Лежа той ночью в постели, я плакала, как, надеюсь, плачут немногие дети. Мне было холодно, мне казалось, что я умру, не дожив до утра, и мысль эта меня утешала. Я думаю, что если бы подобная беда пришла ко мне, когда я стала постарше, она сломила бы меня непоправимо. Но ангел забвения унес прочь большую долю печали и всю горечь тех грустных дней.
Мисс Салливан никогда не слышала о «Морозных феях». С помощью доктора Александра Грэхема Белла она тщательно расследовала эту историю и выяснила, что у ее подруги миссис Софии Хопкинс, у которой летом 1888 года мы гостили на мысле Код, в Брюстере, был экземпляр книги мисс Кэнби. Разыскать ее миссис Хопкинс не смогла, но вспомнила, что, когда мисс Салливан уезжала на каникулы, она, пытаясь меня развлечь, читала мне разные книжки, и сборник «Берди и его друзья» среди этих книг был.
Все эти чтения вслух тогда не имели для меня никакого значения. Даже простого начертания знаков- букв было тогда достаточно, чтобы развлечь ребенка, которому почти нечем было развлекаться. Хотя я не помню ничего об обстоятельствах этого чтения, не могу не признать, что всегда старалась запомнить побольше слов, чтобы по возвращении моей учительницы выяснить их значение. Ясно одно: слова из этой книжки неизгладимо запечатлелись в моем сознании, хотя долгое время об этом никто не подозревал. И я — меньше всех.
Когда мисс Салливан вернулась в Брюстер, я не заговорила с ней о «Морозных феях», видимо, потому, что она сразу начала читать со мной «Маленького лорда Фаунтлероя», который вытеснил из моей головы все остальное. Тем не менее факт остается фактом, однажды мне читали книгу мисс Кэнби, и, хотя прошло много времени и я о ней забыла, она вернулась ко мне так естественно, что я не заподозрила в ней дитя чужого воображения.
В этих моих несчастьях я получила много писем с выражением сочувствия.

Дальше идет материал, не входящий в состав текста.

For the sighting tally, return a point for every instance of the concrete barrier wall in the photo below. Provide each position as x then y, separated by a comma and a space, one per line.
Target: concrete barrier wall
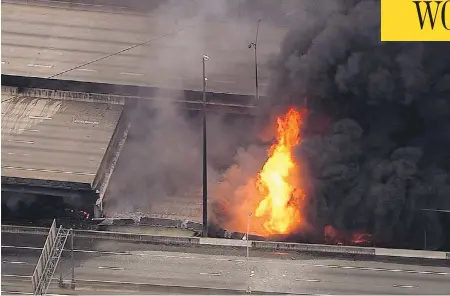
410, 253
262, 245
25, 230
224, 242
64, 95
265, 245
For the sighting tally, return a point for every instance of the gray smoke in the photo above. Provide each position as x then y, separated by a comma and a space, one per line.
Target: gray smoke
378, 144
161, 160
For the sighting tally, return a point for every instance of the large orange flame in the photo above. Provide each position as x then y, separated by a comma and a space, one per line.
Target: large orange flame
279, 182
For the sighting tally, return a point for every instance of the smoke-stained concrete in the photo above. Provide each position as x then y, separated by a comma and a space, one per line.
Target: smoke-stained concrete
377, 141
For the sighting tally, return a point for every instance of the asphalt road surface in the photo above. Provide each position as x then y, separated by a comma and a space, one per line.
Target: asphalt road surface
43, 40
218, 268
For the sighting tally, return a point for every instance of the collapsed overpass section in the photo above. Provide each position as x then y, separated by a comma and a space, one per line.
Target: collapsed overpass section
64, 138
58, 147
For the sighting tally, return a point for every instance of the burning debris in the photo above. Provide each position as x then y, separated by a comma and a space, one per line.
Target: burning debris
278, 182
381, 152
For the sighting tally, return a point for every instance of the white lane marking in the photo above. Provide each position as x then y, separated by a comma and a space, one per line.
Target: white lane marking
404, 286
14, 262
75, 250
211, 273
373, 268
27, 293
20, 154
40, 66
308, 280
28, 130
87, 70
131, 74
111, 267
224, 81
39, 117
85, 121
21, 141
235, 260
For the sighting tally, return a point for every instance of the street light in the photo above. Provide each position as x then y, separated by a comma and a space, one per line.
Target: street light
205, 172
254, 45
248, 257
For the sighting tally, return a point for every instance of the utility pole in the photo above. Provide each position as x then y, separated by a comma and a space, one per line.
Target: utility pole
249, 290
205, 172
254, 45
72, 283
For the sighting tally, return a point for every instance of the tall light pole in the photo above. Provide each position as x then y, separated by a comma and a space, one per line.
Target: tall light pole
205, 172
254, 45
249, 290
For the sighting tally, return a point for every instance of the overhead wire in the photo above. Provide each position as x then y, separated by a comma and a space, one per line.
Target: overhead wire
110, 55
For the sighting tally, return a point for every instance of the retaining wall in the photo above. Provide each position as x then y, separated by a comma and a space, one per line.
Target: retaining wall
261, 245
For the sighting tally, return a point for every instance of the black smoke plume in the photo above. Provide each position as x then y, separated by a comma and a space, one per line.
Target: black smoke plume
378, 136
376, 149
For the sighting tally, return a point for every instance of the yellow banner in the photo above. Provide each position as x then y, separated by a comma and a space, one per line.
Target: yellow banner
408, 20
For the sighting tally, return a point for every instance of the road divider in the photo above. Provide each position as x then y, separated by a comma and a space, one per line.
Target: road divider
241, 243
130, 287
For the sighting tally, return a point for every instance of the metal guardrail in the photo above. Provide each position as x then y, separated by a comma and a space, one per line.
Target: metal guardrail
255, 245
45, 255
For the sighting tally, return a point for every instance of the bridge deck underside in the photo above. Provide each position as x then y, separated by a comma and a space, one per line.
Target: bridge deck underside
56, 140
41, 41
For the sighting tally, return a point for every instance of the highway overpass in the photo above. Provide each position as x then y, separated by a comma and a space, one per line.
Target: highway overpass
63, 138
75, 146
59, 147
44, 38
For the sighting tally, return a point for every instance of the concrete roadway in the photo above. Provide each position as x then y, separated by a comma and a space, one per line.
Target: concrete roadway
226, 269
40, 41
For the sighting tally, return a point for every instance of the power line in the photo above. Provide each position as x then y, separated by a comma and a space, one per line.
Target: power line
110, 55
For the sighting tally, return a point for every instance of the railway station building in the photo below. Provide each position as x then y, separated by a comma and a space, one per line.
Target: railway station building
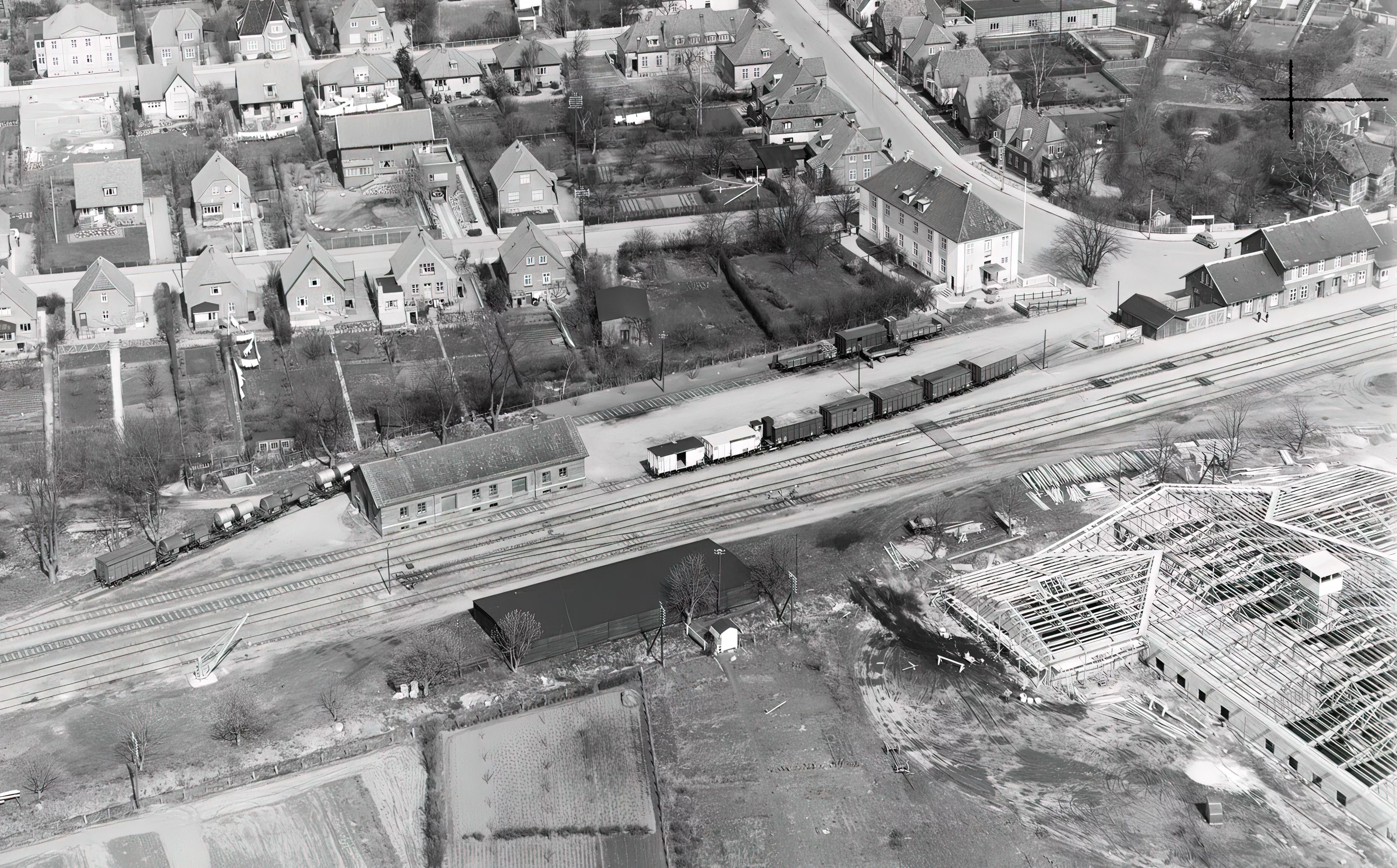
479, 476
615, 600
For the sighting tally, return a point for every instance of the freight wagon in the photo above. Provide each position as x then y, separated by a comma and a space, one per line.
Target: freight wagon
791, 427
992, 365
896, 398
672, 458
945, 382
850, 411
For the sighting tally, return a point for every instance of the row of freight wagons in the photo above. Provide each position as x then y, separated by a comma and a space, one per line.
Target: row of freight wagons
855, 410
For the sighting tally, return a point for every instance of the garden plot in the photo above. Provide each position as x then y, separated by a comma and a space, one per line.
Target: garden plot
574, 768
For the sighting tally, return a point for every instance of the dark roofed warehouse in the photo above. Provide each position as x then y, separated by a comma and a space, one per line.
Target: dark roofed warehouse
611, 601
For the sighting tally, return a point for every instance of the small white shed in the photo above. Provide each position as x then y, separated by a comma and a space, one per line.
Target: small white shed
723, 635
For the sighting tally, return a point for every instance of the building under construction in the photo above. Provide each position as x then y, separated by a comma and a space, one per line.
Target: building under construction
1274, 606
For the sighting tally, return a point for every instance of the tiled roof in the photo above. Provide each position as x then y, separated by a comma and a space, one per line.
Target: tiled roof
1326, 235
438, 65
524, 238
253, 77
687, 24
384, 128
1244, 277
220, 170
622, 302
517, 158
953, 211
341, 70
459, 465
101, 276
90, 178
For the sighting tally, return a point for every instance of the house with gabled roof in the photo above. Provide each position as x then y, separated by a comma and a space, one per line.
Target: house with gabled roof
522, 183
270, 93
79, 39
221, 193
946, 72
170, 91
534, 265
217, 291
358, 26
742, 63
938, 227
449, 72
659, 45
266, 27
1030, 143
109, 193
104, 301
19, 315
315, 286
178, 36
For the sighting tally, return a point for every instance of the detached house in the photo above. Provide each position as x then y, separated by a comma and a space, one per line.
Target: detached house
358, 26
946, 72
449, 72
530, 62
376, 146
534, 266
938, 227
178, 36
1290, 263
221, 193
216, 291
79, 39
266, 29
522, 183
1029, 143
268, 93
170, 91
742, 63
659, 45
315, 286
104, 301
108, 193
19, 315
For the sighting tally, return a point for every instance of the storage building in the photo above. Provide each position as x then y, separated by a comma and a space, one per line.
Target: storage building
614, 600
476, 476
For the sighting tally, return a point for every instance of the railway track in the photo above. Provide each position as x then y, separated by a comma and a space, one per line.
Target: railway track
552, 551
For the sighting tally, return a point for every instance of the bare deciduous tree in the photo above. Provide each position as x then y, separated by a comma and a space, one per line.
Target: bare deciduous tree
515, 635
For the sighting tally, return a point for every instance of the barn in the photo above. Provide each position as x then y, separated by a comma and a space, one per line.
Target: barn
614, 600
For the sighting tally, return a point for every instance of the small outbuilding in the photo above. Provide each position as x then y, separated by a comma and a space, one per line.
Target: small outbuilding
625, 315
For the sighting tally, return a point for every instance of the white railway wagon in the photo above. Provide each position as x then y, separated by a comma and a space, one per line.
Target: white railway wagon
672, 458
733, 442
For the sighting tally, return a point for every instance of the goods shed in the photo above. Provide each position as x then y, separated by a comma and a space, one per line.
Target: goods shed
614, 600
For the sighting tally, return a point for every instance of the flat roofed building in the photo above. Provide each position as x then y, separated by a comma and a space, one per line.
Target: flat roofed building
476, 476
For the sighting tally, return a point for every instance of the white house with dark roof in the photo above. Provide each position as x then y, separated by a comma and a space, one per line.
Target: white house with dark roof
449, 72
268, 93
358, 26
266, 27
19, 315
108, 193
217, 291
104, 301
938, 227
222, 195
178, 36
170, 93
522, 183
534, 265
79, 39
316, 287
469, 477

Все мои самые любимые друзья, за исключением одного, остались доныне моими друзьями.
Сама мисс Кэнби написала мне: «Когда-нибудь, Елена, ты сочинишь замечательную сказку, и она послужит многим помощью и утешением». Этому доброму пророчеству не суждено было сбыться. Я больше никогда не играла словами ради наслаждения. Более того, с тех пор меня вечно мучает страх: а вдруг то, что я написала, не мои слова? Долгое время, когда я писала письма, даже к матушке, меня охватывал внезапный ужас, и я вновь и вновь перечитывала написанное, чтобы убедиться в том, что не вычитала все это в книжке. Если бы не настойчивое ободрение мисс Салливан, думаю, я прекратила бы писать вообще.

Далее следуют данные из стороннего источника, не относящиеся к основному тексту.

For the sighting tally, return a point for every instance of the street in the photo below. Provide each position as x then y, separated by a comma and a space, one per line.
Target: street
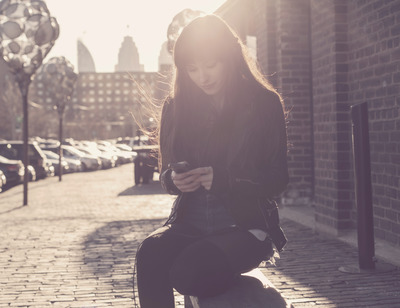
74, 244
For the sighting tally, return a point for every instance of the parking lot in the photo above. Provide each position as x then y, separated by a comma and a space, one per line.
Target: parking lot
74, 244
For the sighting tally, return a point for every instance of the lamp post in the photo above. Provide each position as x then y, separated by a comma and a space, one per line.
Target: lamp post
27, 33
59, 78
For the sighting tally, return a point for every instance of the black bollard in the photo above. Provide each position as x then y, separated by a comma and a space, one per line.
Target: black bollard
362, 173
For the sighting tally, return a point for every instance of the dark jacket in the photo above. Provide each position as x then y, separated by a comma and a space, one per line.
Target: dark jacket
256, 166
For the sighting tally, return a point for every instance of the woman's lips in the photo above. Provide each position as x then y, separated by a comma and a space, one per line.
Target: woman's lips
207, 86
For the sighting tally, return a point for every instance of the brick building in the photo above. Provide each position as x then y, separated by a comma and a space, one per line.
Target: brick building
323, 57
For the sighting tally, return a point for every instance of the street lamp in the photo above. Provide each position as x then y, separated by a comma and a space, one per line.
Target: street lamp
27, 33
58, 78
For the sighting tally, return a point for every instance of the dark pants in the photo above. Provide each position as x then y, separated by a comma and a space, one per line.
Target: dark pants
177, 257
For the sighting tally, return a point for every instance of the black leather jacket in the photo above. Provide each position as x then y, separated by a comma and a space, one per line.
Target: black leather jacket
256, 170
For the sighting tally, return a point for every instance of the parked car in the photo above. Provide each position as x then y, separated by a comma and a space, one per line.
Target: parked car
146, 161
13, 170
3, 181
122, 156
75, 165
55, 161
14, 150
88, 162
108, 160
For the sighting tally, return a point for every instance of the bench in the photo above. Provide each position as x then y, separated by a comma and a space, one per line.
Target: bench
250, 290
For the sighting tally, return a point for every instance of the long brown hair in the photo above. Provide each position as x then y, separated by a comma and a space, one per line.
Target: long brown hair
206, 35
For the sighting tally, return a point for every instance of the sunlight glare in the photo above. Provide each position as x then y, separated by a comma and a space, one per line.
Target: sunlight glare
102, 25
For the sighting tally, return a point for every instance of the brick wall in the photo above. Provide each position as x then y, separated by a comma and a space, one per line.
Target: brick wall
374, 77
334, 191
284, 56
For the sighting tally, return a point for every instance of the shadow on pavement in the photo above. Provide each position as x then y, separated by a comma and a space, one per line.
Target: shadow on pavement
109, 252
153, 188
12, 210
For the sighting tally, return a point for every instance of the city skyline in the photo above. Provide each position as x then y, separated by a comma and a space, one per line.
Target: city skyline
102, 27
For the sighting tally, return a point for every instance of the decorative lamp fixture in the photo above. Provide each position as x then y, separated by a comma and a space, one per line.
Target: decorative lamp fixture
27, 33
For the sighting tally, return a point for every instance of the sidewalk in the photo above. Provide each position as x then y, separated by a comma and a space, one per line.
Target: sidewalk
74, 246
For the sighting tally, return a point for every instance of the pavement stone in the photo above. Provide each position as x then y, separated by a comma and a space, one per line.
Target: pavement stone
74, 245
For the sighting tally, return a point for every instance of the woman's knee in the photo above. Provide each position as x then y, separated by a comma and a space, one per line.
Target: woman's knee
201, 270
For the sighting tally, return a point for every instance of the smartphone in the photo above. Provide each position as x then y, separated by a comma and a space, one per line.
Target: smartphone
180, 167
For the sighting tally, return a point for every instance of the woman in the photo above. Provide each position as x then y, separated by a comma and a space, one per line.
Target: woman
228, 124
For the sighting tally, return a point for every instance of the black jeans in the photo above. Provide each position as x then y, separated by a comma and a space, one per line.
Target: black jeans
178, 257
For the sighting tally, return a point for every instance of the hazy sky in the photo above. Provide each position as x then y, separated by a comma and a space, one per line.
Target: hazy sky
102, 24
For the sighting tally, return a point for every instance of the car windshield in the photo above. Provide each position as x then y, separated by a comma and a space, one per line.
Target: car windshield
50, 154
72, 150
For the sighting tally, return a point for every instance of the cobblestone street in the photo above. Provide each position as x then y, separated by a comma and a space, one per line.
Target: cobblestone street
74, 244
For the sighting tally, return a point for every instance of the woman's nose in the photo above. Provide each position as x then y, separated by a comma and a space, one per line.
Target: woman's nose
203, 76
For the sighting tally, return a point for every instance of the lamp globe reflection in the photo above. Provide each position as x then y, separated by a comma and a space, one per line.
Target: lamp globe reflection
27, 33
59, 79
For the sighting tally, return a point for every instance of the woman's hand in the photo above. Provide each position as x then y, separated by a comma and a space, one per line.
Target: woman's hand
193, 179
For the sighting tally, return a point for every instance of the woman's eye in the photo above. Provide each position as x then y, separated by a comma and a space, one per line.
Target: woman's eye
191, 69
211, 64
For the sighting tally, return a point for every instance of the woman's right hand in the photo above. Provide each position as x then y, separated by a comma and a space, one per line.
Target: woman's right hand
186, 181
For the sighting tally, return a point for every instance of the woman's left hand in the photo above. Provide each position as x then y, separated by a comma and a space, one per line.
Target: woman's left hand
205, 174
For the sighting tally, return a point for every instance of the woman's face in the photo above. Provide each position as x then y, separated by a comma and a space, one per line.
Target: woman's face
209, 75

Привычка усваивать понравившиеся мне чужие мысли и затем выдавать их за свои проявляется во многих моих ранних письмах и первых попытках сочинительства. В сочинении о старых городах Италии и Греции я заимствовала красочные описания из многих источников. Я знала, как любит мистер Ананьос античность, знала о его восторженном восхищении искусством Рима и Греции. Поэтому я собрала из разных прочитанных мною книг все стихи и истории, какие только могла, чтобы доставить ему удовольствие. Говоря о моем сочинении, мистер Ананьос сказал: «Мысли эти поэтичны по своей сути». Но я не понимаю, как мог он предположить, что слепой и глухой одиннадцатилетний ребенок способен был их придумать. Тем не менее, я не считаю, что лишь потому, что я не сама сочинила все эти мысли, мое сочинение было совсем лишено интереса. Это показало мне самой, что я могу выразить свое понимание красоты в ясной и живой манере.

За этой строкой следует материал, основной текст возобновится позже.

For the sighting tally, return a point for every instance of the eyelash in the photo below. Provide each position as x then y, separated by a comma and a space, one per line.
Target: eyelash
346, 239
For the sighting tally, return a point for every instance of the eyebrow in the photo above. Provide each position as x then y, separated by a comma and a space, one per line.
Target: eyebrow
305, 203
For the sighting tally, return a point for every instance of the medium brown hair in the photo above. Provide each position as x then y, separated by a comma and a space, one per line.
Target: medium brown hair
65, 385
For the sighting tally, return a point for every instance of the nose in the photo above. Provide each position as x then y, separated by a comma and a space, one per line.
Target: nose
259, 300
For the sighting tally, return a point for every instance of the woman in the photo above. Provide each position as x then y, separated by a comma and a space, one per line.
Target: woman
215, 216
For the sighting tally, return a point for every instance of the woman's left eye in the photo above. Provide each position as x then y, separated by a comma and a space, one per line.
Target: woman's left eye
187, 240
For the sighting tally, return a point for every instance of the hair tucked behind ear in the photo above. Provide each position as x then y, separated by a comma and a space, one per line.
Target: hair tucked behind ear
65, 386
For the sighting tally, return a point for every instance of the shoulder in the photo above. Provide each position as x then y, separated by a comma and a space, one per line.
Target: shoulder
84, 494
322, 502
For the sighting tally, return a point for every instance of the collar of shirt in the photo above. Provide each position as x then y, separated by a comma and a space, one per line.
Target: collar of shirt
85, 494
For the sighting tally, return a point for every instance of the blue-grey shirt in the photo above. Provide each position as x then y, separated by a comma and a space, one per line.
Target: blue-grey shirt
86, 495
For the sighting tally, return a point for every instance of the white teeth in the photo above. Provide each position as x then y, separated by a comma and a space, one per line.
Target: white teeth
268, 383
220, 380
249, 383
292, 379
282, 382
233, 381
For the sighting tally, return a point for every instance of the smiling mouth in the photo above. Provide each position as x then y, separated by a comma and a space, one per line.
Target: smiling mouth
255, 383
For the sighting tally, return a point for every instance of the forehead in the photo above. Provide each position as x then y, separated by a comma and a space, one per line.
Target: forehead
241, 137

Эти ранние сочинения были некоей умственной гимнастикой. Как все юные и неопытные, путем впитывания и подражания, я училась перелагать мысли в слова. Все, что мне нравилось в книжках, я вольно или невольно усваивала. Как сказал Стивенсон, молодой писатель инстинктивно копирует все, чем восхищается, и меняет предмет своего восхищения с поразительной гибкостью. Только после многих лет подобной практики великие люди научаются управлять легионом слов, распирающих им голову.
Боюсь, что во мне этот процесс еще не закончился. С уверенностью могу сказать, что я далеко не всегда в состоянии отличить собственные мысли от прочитанных, потому что чтение стало сутью и тканью моего разума. Получается, что почти все, что я пишу, — лоскутное одеяло, все сплошь в безумных узорах, вроде тех, которые у меня получались, когда я училась шить. Эти узоры составлялись из разных обрывков и обрезков, среди которых встречались прелестные клочки шелка и бархата, но преобладали лоскутья более грубой ткани, далеко не столь приятные на ощупь. Так же и мои сочинения состоят из неуклюжих собственных заметок с вкраплениями ярких мыслей и зрелых суждений прочитанных мною авторов. Мне кажется, что главной трудностью сочинительства является то, как языком ума, образованного и ясного, изложить наши запутанные понятия, смутные чувства и незрелые мысли. Ведь мы и сами представляем собой всего лишь сгустки инстинктивных порывов. Пытаться их описать — все равно, что стараться сложить китайскую головоломку. Или сшить то же красивое лоскутное одеяло. В голове у нас имеется рисунок, который мы хотим передать словами, но слова не влезают в заданные границы, а если влезают, то не соответствуют общему узору. Однако мы продолжаем стараться, поскольку знаем, что другим это удалось, и мы не хотим признать свое поражение.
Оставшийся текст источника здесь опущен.